I’m not much of a hellfire and brimstone type, but I firmly believe that wasting water will end you up in hell.
Of all the ways humanity has advanced, figuring out clean water on demand is by far the most important to our health and comfort — and ought never be taken for granted. Maybe there are bigger sins than leaving the sink on full blast to heat for the dishes or singing show tunes in the shower for 45 minutes, but not in my house. No need to flush after every little pee-pee, and don’t even think about running a half-loaded dishwasher!
Millions of people on the planet have to spend hours a day finding fresh water, I scold the aquatically extravagant people I live with, which perhaps sounds like the old parenting cliché about eating your veggies because “children are starving in Africa.”
It’s questionable logic that mindful water usage on a single family level might not directly help dig a well in India, but it’s important to remember just how blessed we are to have a constant flow of water any ol’ time we want to wash our clothes or make a pot of tea. The systems of regulation we depend on for water safety and convenience may be mostly invisible. But should they break down, life gets very bad, very fast — and it happens closer to home than we think. Just ask the folks in Flint, Michigan or Jackson, Mississippi, who are still boiling what comes out of their pipes.
I developed my water vigilance growing in the Arizona desert, where ongoing drought and sprawling development necessitate careful monitoring, and caps on resources recently caused one tony neighborhood to run dry altogether. Somehow none of this applies to the Phoenix area’s hundreds of golf courses, where it’s completely fine to pour billions of gallons into patches of scorched ground to keep the links green all year round.
Here in coastal Georgia, it seems like our problem is too much water, as in storm-flooded streets and squishy socks on humid days. But that doesn’t mean we don’t have our water issues.
As a matter of fact, Savannah was literally ground zero for water regulation in America: In the 1970s, consumer advocate and OG disruptor Ralph Nader and a group of students known as “Nader’s Raiders” investigated levels of pollution in the Savannah River, uncovering a massive ecological disaster caused by unchecked chemical dumping from the local paper mill. The published report, The Water Lords, forced the mill — called Union Camp back then and acquired by International Paper in 1999 — to quit stinking up the river and helped garner support for the Clean Water Act of 1972.
While it’s stayed in compliance with subsequent protection laws and conservation efforts (you can read the company’s most recent Sustainability Report here), International Paper continues to loom over our local water supply. According to a 2018 study, the mill is one of the largest groundwater users in coastal Georgia, sucking millions of pristine gallons a day from the Floridan Aquifer.

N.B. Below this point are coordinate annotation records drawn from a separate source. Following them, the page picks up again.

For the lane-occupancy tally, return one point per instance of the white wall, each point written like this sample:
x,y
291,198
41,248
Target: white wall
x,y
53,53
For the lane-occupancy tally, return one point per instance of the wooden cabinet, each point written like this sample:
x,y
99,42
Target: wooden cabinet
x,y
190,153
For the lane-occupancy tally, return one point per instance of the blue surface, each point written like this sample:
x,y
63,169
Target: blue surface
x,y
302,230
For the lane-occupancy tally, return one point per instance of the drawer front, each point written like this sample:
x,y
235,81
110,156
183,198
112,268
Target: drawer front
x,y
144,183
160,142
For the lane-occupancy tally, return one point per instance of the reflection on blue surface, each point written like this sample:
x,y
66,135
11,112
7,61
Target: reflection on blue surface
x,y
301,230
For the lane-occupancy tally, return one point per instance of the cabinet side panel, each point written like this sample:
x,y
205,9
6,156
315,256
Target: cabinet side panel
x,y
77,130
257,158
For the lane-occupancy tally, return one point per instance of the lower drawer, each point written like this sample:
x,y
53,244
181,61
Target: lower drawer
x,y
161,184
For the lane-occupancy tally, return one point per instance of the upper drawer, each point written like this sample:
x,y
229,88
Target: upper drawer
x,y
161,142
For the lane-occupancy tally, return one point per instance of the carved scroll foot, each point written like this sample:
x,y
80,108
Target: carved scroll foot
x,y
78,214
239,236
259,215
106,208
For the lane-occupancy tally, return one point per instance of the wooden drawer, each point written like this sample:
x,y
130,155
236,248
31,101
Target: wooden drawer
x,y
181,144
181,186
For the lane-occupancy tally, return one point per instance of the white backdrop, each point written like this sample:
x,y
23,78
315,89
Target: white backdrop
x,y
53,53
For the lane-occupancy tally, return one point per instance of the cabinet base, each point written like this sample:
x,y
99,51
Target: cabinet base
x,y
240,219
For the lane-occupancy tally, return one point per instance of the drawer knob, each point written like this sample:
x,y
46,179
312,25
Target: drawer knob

This underground bounty of fresh water supposedly supplies Savannah homes as well, though we’re all over here drinking treated river water at least part of the time.
Other industries, along with agricultural seepage, climate change, and projects like the Savannah Harbor deepening, also affect the aquifer’s capacity and quality. Saltwater intrusion levels are rising as the demand for fresh water is fast increasing with the explosive growth of the surrounding counties. The new Hyundai plant has plans to drill four new wells to supply 6.6 millions of water a day to help the power electric vehicle factory, and it might not be enough.
The tug-of-war over our most precious shared resource has been on full display at the State Capitol during the Georgia Assembly’s ridiculously short session (it’s only three months long, yet we pay state taxes for the whole year, hmm?)
A few weeks ago, Savannah representative Ron Stephens lamented the lack of workforce housing for the 8000 new Hyundai employees coming to southeast Georgia, blaming the onerous administrative acrobatics required to supply water to new developments by the county. He implored his fellow delegates to pass HB 1146, a bill that he crafted that would allow the EPD to issue water permits to private entities without oversight from local governments.